Most firms need both, but for different reasons, and many firms only need one. Zero Data Retention is the contractual control that governs what an AI vendor does with your prompts after the inference call ends. A Business Associate Agreement is the HIPAA-required contract that allocates liability when Protected Health Information passes through a service provider. ZDR is about persistence and training; BAA is about HIPAA. Confusing them, or treating them as interchangeable, is the most common AI-vendor contracting mistake we see.
If your firm handles client medical bills, principal medical records, or any portfolio company in healthcare, you need a BAA on the AI tier touching that data. If your firm puts client material into any cloud LLM, you need a ZDR addendum on top of your standard data processing agreement. Healthcare-adjacent firms (a wealth manager serving physician families, a law firm with life-sciences clients, a private equity firm with a healthcare portco) need both. The rest of the page works through the cases.
What ZDR actually means (in your firm's contract)
A Zero Data Retention amendment, in the AI vendor context, is a contractual commitment that the vendor will not retain the content of your prompts and completions beyond the immediate inference call, will not log them for human review, and will not use them to train future models. It is an addendum to the master agreement and the data processing agreement, not the default posture for any major commercial AI vendor.
The default posture, even on enterprise tiers, is that the vendor retains prompts and completions for some period (often thirty days, sometimes ninety) to support abuse monitoring, safety review, and incident response. ZDR turns that off. It is the contractual layer that lets a regulated firm tell its general counsel, its insurance carrier, or an LP, "the vendor cannot read what we sent them, because the data is not there to read."
What ZDR does NOT do
ZDR is a useful control. It is also frequently misunderstood. The misunderstanding usually runs in two directions.

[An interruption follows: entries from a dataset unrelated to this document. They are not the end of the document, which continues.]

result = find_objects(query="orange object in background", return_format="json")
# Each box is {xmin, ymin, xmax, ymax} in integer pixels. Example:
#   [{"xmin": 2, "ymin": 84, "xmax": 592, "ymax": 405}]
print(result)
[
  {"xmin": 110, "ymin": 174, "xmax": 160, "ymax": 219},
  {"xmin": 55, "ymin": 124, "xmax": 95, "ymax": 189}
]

First, ZDR does not make a prompt forget itself in transit. The prompt still travels over the network to the vendor's inference servers, is decrypted at those servers for the model to read, and produces a completion. During the inference call, the data is in memory on the vendor's infrastructure. ZDR governs what happens after the call, not during it. If your data class cannot tolerate the data ever existing in plaintext on a third party's infrastructure (for some highest-sensitivity matters or trust documents, this is the rule), ZDR is not the control you are looking for. A private LLM deployment is.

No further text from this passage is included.